Facts about Soham
Soham is a town and civil parish in East Cambridgeshire, England, just off the A142 between Ely and Newmarket. Its population was 10,860 at the 2011 census. The A142 road from Ely to Newmarket runs past Soham, and formerly ran through the town and is served by an hourly bus service Monday to Friday (on a route linking Cambridge, Newmarket and Ely) and a reduced service on Saturday.
Luttingus, an Anglo-Saxon nobleman, built a cathedral and palace at Soham around 900 AD, on the site of the present-day Church of St Andrew’s and adjacent land. St Andrew’s Church dates from the 12th century. Traces of the Saxon cathedral are said to still exist within the church. In 1102 Hubert de Burgh, Chief Justice of England, granted ‘Ranulph’ certain lands in trust for the Church of St Andrew’s.

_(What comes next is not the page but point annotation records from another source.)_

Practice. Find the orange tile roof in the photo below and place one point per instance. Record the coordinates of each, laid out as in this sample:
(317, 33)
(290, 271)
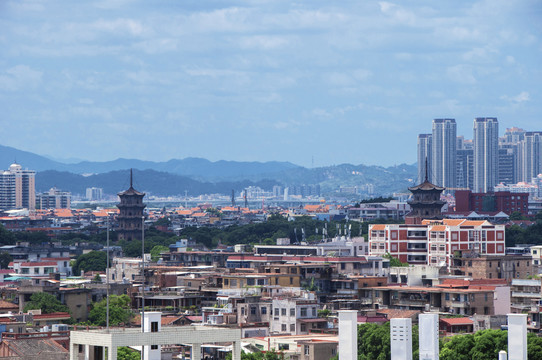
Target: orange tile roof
(457, 321)
(63, 213)
(473, 223)
(199, 214)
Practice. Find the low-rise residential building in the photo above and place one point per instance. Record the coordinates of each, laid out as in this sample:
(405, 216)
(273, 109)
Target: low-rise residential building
(491, 266)
(295, 316)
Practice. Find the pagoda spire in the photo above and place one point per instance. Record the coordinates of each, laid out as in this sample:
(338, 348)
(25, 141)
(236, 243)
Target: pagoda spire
(426, 171)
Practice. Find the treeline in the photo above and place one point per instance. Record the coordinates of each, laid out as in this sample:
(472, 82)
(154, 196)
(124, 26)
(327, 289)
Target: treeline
(277, 227)
(267, 232)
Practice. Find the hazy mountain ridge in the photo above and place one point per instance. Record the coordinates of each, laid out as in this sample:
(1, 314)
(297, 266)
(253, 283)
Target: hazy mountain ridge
(201, 176)
(192, 167)
(149, 181)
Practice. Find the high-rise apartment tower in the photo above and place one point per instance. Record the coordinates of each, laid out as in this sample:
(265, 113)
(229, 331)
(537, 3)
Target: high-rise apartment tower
(443, 153)
(17, 188)
(486, 154)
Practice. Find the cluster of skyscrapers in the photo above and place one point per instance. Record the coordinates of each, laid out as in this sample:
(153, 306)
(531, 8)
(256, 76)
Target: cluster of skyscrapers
(17, 188)
(481, 163)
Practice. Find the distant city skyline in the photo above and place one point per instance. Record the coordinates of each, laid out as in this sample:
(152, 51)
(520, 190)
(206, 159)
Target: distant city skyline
(314, 83)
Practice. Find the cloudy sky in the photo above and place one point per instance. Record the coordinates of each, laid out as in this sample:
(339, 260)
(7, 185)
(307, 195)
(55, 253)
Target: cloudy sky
(311, 82)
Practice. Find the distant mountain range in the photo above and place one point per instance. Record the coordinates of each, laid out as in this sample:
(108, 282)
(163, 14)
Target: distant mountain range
(201, 176)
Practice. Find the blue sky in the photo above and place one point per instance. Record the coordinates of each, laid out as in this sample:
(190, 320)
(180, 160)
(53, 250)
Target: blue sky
(342, 81)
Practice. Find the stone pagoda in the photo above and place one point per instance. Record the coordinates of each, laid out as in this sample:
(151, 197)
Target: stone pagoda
(130, 216)
(425, 203)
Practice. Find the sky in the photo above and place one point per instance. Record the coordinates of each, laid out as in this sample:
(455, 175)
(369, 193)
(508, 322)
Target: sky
(313, 82)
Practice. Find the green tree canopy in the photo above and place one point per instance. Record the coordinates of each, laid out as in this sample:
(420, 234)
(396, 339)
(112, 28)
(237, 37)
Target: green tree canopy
(119, 311)
(47, 303)
(92, 261)
(394, 261)
(125, 353)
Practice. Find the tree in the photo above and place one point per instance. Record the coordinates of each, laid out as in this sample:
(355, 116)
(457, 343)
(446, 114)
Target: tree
(119, 311)
(92, 261)
(516, 215)
(6, 236)
(394, 261)
(47, 303)
(5, 259)
(488, 343)
(125, 353)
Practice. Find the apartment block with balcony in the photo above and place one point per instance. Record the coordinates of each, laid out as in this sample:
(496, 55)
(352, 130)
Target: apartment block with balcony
(435, 241)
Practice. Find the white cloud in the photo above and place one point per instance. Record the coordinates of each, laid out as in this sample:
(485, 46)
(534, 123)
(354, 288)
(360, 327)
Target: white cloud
(522, 97)
(461, 73)
(20, 77)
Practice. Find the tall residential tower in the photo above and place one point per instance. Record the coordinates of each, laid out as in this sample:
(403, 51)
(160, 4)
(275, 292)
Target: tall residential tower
(443, 153)
(17, 188)
(486, 154)
(424, 153)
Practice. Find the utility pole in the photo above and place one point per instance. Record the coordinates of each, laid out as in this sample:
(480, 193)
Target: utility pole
(107, 279)
(143, 283)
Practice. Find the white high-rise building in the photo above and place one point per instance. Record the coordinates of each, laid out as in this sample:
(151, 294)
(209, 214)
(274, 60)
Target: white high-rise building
(401, 339)
(531, 148)
(443, 153)
(486, 154)
(517, 336)
(424, 154)
(428, 339)
(94, 194)
(17, 188)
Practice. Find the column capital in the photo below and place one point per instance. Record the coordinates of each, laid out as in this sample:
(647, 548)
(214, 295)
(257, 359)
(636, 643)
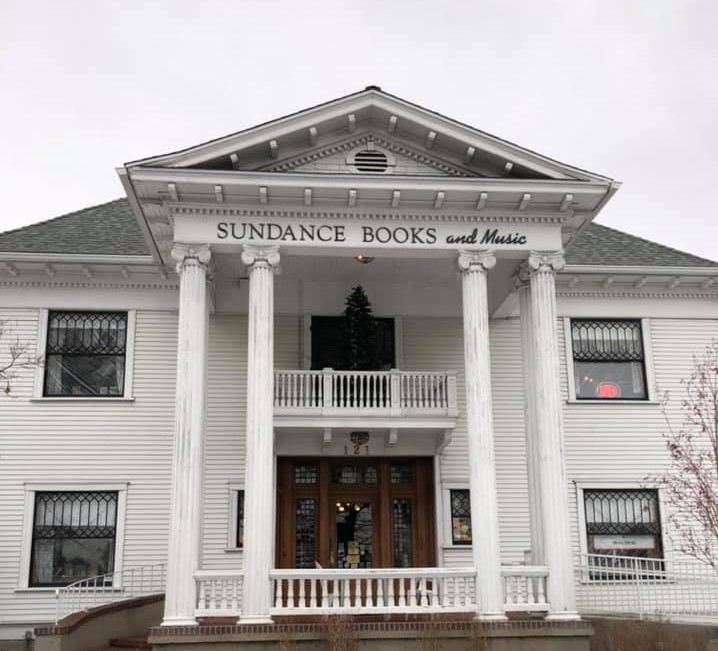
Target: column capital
(552, 261)
(522, 276)
(193, 254)
(470, 261)
(267, 256)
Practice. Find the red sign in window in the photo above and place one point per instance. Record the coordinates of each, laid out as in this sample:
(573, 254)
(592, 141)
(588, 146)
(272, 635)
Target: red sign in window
(608, 390)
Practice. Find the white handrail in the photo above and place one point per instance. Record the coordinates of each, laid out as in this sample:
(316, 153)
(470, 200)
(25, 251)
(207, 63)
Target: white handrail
(367, 591)
(219, 592)
(94, 591)
(525, 588)
(646, 587)
(392, 391)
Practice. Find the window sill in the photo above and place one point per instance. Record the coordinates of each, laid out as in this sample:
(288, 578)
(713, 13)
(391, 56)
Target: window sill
(82, 399)
(59, 587)
(612, 401)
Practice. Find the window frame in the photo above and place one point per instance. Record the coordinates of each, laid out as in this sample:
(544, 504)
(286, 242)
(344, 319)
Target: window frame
(648, 370)
(41, 351)
(233, 492)
(29, 521)
(663, 513)
(447, 538)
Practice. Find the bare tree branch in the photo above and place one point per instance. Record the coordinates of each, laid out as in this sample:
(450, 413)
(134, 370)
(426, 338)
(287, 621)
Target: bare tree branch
(19, 356)
(690, 481)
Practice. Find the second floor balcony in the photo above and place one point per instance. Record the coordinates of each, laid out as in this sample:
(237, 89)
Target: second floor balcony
(391, 393)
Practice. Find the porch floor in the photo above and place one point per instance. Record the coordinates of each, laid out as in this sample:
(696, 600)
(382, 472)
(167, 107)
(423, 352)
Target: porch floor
(377, 633)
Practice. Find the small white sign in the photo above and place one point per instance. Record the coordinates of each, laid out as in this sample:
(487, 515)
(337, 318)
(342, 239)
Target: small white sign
(623, 543)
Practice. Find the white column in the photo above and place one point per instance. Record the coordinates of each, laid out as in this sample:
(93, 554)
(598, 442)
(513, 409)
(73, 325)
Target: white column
(532, 459)
(474, 268)
(548, 430)
(262, 264)
(187, 472)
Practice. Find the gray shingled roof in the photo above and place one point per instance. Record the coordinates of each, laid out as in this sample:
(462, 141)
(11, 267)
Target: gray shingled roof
(111, 229)
(107, 229)
(601, 245)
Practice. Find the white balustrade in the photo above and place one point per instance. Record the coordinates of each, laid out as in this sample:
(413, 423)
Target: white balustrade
(367, 591)
(94, 591)
(381, 392)
(218, 593)
(525, 588)
(682, 590)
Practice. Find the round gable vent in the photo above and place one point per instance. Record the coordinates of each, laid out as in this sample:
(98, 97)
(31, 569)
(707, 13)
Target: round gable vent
(371, 160)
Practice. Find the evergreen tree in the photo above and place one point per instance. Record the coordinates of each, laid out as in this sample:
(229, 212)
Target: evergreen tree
(360, 333)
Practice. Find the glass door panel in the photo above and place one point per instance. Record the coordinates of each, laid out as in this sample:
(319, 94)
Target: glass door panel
(354, 534)
(306, 534)
(402, 543)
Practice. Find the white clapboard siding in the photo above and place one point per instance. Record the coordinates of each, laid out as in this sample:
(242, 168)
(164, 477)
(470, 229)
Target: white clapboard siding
(623, 443)
(90, 443)
(226, 413)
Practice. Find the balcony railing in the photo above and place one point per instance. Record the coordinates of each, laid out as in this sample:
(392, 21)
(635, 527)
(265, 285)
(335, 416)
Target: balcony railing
(395, 393)
(371, 591)
(307, 592)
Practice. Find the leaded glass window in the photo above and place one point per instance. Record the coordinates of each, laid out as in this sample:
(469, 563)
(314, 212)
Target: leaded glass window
(73, 536)
(460, 516)
(623, 522)
(306, 473)
(608, 359)
(85, 354)
(402, 473)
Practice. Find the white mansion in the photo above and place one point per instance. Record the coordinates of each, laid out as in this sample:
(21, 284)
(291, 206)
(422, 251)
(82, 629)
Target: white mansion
(195, 427)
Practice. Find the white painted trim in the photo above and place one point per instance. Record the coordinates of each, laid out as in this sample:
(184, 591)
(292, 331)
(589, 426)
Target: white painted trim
(604, 270)
(438, 513)
(647, 366)
(583, 485)
(41, 344)
(235, 178)
(446, 531)
(233, 490)
(29, 520)
(568, 350)
(76, 258)
(306, 341)
(398, 342)
(128, 389)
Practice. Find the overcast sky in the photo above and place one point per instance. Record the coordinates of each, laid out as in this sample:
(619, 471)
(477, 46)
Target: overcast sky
(625, 88)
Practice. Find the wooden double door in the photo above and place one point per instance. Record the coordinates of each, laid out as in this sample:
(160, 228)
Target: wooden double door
(350, 512)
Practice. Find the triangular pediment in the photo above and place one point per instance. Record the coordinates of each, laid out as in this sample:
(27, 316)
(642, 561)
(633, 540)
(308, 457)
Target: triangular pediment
(368, 152)
(319, 139)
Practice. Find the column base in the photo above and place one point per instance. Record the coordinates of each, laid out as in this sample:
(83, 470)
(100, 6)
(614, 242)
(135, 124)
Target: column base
(179, 621)
(497, 616)
(255, 619)
(563, 616)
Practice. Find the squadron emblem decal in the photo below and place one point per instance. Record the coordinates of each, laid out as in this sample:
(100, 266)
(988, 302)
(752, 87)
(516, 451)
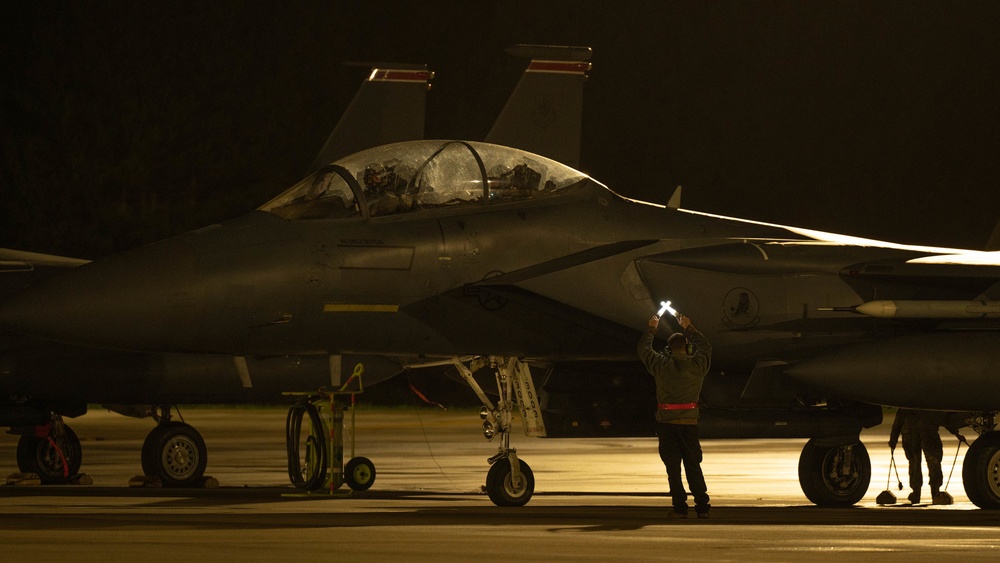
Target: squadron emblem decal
(488, 299)
(740, 309)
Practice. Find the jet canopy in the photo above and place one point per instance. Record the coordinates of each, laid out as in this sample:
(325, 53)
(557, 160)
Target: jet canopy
(418, 175)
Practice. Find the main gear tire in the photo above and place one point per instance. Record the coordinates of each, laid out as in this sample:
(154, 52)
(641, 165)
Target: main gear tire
(503, 489)
(981, 471)
(834, 476)
(359, 474)
(176, 453)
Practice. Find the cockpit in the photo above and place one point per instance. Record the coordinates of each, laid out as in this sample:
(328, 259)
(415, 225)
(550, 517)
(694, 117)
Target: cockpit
(418, 175)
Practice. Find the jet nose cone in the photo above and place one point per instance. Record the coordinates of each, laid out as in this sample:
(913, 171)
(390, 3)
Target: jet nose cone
(145, 299)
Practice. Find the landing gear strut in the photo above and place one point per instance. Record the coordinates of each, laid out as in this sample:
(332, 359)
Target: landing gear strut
(509, 481)
(174, 452)
(834, 474)
(981, 467)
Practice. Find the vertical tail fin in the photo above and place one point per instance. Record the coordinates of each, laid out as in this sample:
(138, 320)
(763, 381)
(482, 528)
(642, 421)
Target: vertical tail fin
(544, 114)
(388, 108)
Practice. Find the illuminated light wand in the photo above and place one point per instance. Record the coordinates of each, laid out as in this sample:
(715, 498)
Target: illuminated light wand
(665, 306)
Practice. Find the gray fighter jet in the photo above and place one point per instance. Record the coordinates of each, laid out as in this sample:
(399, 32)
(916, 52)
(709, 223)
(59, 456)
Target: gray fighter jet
(496, 259)
(41, 382)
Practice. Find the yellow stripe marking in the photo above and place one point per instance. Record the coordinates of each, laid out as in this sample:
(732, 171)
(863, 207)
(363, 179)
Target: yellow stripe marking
(360, 308)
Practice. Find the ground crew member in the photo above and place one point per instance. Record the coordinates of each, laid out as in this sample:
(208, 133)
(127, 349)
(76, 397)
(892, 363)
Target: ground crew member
(920, 432)
(679, 373)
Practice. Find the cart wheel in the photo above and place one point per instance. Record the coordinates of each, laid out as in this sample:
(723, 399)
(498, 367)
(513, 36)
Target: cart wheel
(359, 474)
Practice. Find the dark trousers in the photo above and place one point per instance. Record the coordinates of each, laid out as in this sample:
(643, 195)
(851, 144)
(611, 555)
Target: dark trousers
(679, 444)
(929, 441)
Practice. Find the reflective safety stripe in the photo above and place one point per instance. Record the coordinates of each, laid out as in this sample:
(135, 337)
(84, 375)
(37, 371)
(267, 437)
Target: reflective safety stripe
(678, 406)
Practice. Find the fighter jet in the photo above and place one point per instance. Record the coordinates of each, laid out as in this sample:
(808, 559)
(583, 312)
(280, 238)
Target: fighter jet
(492, 258)
(41, 382)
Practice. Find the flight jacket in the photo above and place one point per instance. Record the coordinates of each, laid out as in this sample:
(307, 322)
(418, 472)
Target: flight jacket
(678, 380)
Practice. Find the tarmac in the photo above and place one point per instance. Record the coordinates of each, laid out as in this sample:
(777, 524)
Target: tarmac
(596, 499)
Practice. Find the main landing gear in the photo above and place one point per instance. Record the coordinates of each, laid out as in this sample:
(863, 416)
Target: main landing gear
(174, 452)
(509, 481)
(834, 472)
(981, 467)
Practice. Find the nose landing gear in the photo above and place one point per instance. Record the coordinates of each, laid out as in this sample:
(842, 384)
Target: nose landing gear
(510, 481)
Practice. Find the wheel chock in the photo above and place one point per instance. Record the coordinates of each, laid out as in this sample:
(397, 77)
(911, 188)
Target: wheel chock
(885, 498)
(23, 479)
(209, 483)
(154, 482)
(943, 498)
(81, 479)
(144, 482)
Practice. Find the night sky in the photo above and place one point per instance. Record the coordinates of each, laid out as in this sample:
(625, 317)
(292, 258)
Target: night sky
(126, 122)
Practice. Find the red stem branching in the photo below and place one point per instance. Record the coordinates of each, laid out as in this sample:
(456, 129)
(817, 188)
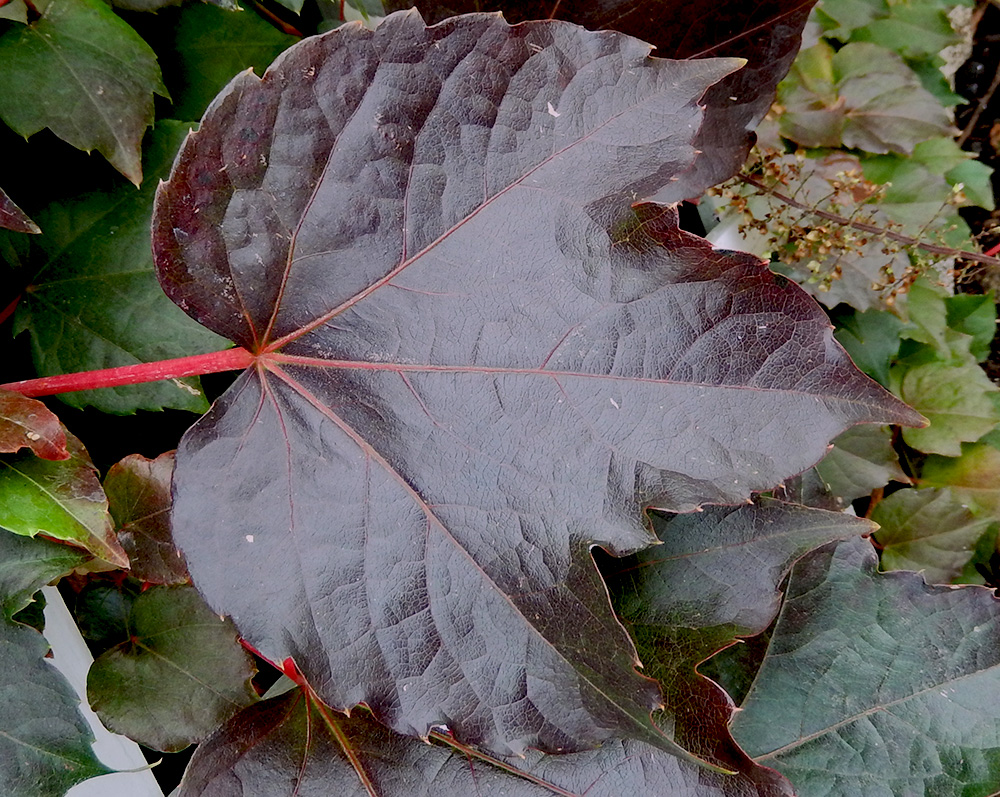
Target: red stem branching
(216, 362)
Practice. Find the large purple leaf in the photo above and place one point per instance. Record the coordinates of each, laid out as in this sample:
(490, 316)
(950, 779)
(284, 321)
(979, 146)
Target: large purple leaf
(767, 33)
(475, 361)
(293, 745)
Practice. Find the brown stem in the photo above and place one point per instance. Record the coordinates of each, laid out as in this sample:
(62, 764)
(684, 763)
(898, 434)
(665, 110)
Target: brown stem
(873, 229)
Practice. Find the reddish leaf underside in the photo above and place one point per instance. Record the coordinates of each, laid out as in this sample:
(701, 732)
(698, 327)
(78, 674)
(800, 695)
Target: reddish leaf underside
(475, 360)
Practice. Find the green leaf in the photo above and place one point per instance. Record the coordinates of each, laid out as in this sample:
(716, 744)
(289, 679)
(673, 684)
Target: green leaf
(27, 423)
(928, 531)
(862, 459)
(181, 673)
(44, 741)
(976, 316)
(60, 499)
(876, 684)
(95, 302)
(210, 46)
(874, 102)
(714, 577)
(872, 339)
(86, 75)
(955, 399)
(974, 477)
(138, 492)
(27, 565)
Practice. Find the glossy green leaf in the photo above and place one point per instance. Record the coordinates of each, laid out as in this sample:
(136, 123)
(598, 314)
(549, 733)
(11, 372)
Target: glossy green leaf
(27, 423)
(86, 75)
(863, 96)
(94, 301)
(929, 531)
(974, 477)
(872, 339)
(59, 499)
(44, 741)
(208, 47)
(138, 492)
(713, 578)
(877, 684)
(956, 399)
(862, 459)
(180, 674)
(28, 564)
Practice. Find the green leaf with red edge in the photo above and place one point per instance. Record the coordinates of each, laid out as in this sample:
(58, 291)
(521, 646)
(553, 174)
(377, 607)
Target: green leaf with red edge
(94, 302)
(875, 683)
(138, 491)
(27, 423)
(929, 531)
(28, 564)
(294, 745)
(180, 673)
(61, 499)
(13, 218)
(82, 72)
(767, 33)
(476, 359)
(713, 579)
(45, 744)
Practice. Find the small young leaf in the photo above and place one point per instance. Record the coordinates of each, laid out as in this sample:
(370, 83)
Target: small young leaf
(44, 741)
(956, 399)
(13, 218)
(27, 423)
(208, 47)
(179, 675)
(862, 459)
(28, 564)
(94, 301)
(928, 531)
(974, 477)
(875, 683)
(60, 499)
(138, 492)
(85, 74)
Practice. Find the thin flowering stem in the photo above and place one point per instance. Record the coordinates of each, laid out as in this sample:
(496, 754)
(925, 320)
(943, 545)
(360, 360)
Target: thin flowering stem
(197, 365)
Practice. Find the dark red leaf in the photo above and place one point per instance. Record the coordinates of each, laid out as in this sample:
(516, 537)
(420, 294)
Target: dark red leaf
(27, 423)
(767, 33)
(475, 361)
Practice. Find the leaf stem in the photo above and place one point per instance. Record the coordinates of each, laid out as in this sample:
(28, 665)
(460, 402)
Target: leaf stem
(873, 229)
(196, 365)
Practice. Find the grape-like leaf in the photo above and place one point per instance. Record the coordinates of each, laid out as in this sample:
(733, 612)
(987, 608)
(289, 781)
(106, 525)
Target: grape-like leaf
(85, 74)
(27, 423)
(766, 33)
(27, 565)
(475, 359)
(44, 741)
(138, 491)
(294, 745)
(875, 683)
(94, 301)
(61, 499)
(13, 218)
(713, 579)
(929, 531)
(179, 674)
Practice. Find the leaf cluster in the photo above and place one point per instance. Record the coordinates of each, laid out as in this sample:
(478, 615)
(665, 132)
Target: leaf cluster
(515, 495)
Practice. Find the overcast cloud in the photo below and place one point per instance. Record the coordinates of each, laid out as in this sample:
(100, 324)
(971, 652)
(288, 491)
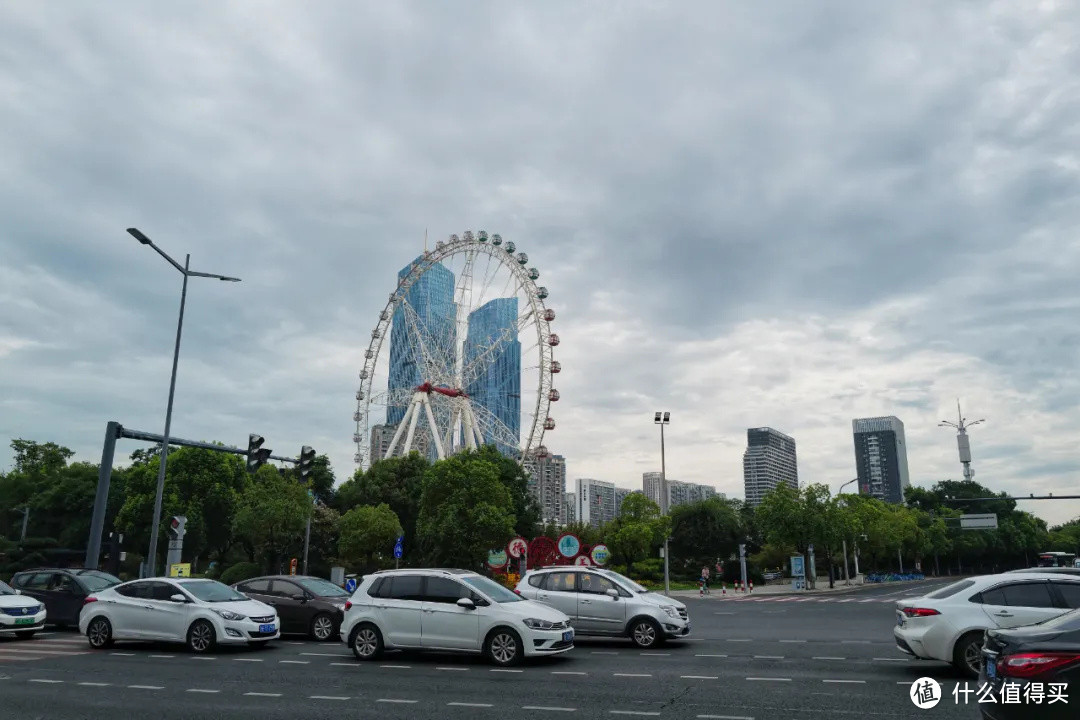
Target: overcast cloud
(787, 216)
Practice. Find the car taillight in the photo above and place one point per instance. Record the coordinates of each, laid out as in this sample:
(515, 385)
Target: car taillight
(1034, 664)
(920, 612)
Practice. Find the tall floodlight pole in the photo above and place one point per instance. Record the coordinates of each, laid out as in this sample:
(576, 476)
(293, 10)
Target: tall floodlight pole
(151, 561)
(663, 419)
(962, 442)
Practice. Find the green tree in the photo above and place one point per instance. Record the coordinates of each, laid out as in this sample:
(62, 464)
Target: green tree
(464, 512)
(367, 535)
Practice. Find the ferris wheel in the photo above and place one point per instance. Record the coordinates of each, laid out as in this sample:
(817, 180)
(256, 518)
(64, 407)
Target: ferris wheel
(462, 355)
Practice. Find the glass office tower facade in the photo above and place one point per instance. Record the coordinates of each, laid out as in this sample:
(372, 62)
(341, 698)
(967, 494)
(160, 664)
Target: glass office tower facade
(493, 328)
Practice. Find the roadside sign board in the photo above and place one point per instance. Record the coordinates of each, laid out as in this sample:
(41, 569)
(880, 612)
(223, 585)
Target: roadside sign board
(179, 570)
(983, 521)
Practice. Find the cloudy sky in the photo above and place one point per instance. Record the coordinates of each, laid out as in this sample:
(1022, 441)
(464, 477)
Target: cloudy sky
(768, 215)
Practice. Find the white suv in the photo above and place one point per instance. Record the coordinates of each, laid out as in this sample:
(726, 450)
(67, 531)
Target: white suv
(449, 610)
(606, 603)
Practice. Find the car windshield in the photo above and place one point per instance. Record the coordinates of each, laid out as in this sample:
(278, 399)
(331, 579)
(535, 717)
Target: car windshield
(322, 588)
(211, 591)
(491, 588)
(97, 581)
(626, 581)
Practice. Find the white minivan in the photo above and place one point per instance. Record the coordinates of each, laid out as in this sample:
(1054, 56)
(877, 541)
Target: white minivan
(450, 610)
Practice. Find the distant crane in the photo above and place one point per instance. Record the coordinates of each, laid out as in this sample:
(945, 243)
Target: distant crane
(962, 442)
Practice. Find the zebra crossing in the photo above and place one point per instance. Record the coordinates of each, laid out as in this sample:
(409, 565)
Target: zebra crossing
(42, 647)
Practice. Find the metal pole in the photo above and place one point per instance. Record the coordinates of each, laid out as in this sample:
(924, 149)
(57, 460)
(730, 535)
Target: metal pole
(847, 579)
(663, 500)
(151, 558)
(102, 497)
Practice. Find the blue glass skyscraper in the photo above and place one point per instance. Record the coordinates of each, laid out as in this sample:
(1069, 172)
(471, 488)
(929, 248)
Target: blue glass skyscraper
(493, 328)
(431, 296)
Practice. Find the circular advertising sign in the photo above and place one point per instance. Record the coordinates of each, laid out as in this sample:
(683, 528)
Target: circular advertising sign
(569, 545)
(601, 555)
(517, 547)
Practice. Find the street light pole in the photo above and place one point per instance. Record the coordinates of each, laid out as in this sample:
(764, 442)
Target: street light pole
(662, 419)
(151, 559)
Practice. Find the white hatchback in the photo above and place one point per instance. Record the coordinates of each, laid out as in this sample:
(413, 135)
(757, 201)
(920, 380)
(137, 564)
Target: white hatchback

Ranulph is recorded as the first Vicar of Soham and had a hand in designing the ‘new’ Norman church. The current church is mainly later, the tower being the latest addition in the 15th century. This tower was built to replace a fallen crossing tower and now contains ten bells. The back six were cast in 1788, with two new trebles and two bells being recast in 1808. There are some pictures and a description of the church at the Cambridgeshire Churches website.